The best part is that, like everything in this security plugin, activating two-factor authentication is just one click.

Once two-factor identification is enabled, the next time an administrator or editor user accesses your WordPress site, they will first have to enter their username and password, and then they will be prompted for the temporary expiration numbers generated by the mobile authentication app, and can check the box to not be asked again for it for 30 days.

After logging in, you will be shown the backup codes, encouraged to save them in a safe place, and you will be able to log in.

Subsequently, each user will have the QR code and security code on their profile settings page, as well as the backup codes, in case they forgot to save them on their first two-factor authentication login.

SG Security’s 2-factor identification works with the main double authentication mobile apps, such as Google Authenticator and Authy, and at the moment it is activated by default for administrators and editors, the user profiles with more access and, consequently, more sensitive, although it is planned to extend it to other profiles.

It does not have as many settings as the other plugins, but it makes up for it with simplicity, something that many users value positively, me among them, especially with these new technologies, which tend to be difficult for most users, so although for advanced configurations it could fall short, it seems to me a more than valid option, and above all simple to implement and configure.

2FA With WP 2FA

The last option I will recommend you is a specific plugin for two-factor identification, and that I consider to be the best among the many that there are just for this utility: WP 2FA.
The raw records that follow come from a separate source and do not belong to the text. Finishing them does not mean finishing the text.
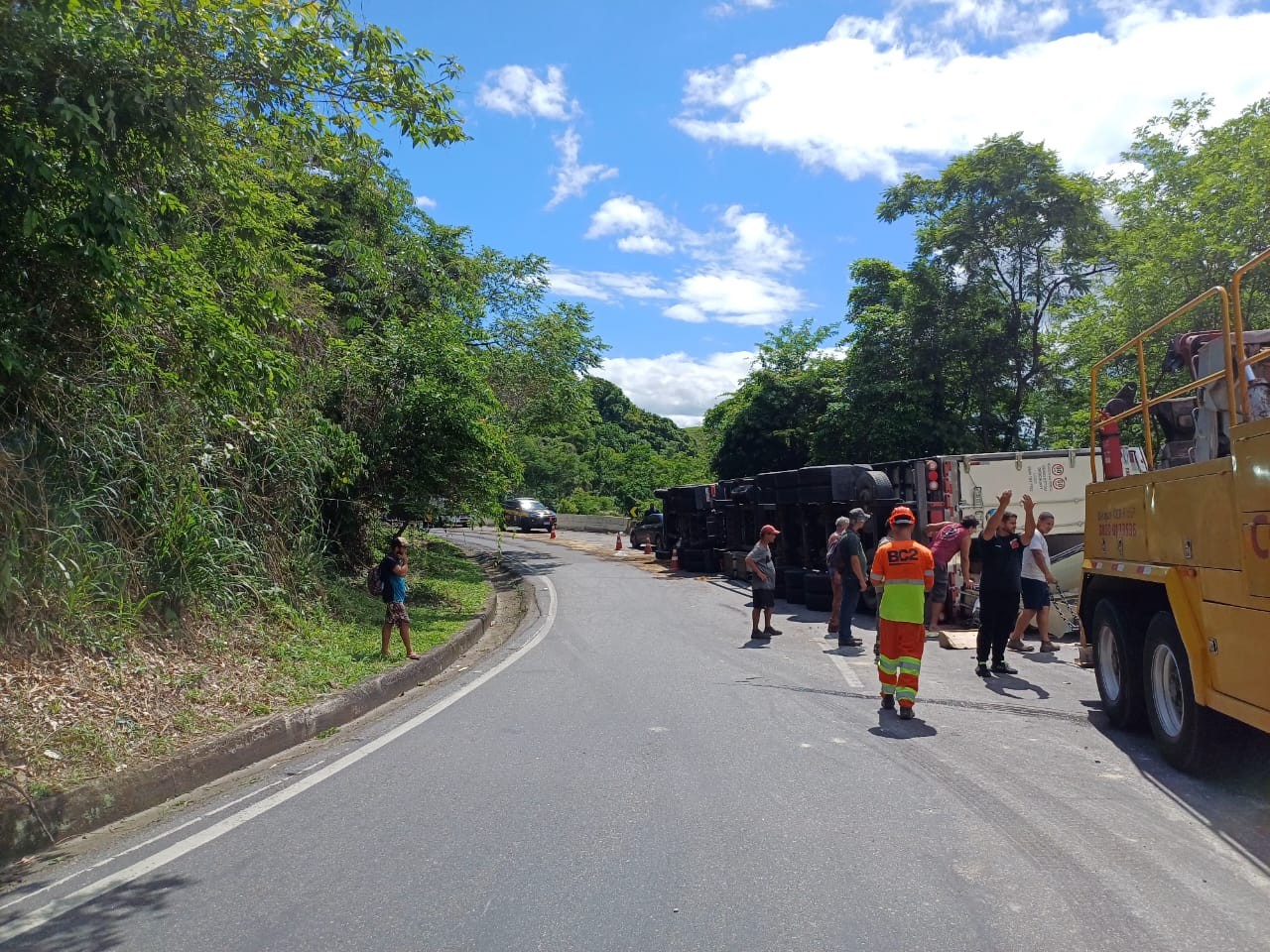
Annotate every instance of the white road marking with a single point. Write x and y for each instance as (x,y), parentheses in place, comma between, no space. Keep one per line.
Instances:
(145,843)
(60,906)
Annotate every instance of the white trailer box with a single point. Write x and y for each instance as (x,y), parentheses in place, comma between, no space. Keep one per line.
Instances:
(1056,479)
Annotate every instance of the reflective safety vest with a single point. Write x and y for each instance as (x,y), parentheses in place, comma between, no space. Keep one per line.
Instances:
(907,570)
As soon as you install it and activate it, a configuration wizard will start, totally recommended, that will ask you for the methods you want to activate, which users to require the double identification and a few more settings, as you can see in the following screenshots:

As we have already seen before a bit of the terminology of this technology I will not get repetitive, because basically, the wizard settings are the same as in other plugins, so the screenshots are pretty self-explanatory and easy to understand.

Only the screens will change depending on whether you choose identification via mobile app or email.

With this you would have finished configuring the basic settings, but there is still more, because being a specific plugin it has quite a few additional settings, which are not shown in the initial wizard, that you should review.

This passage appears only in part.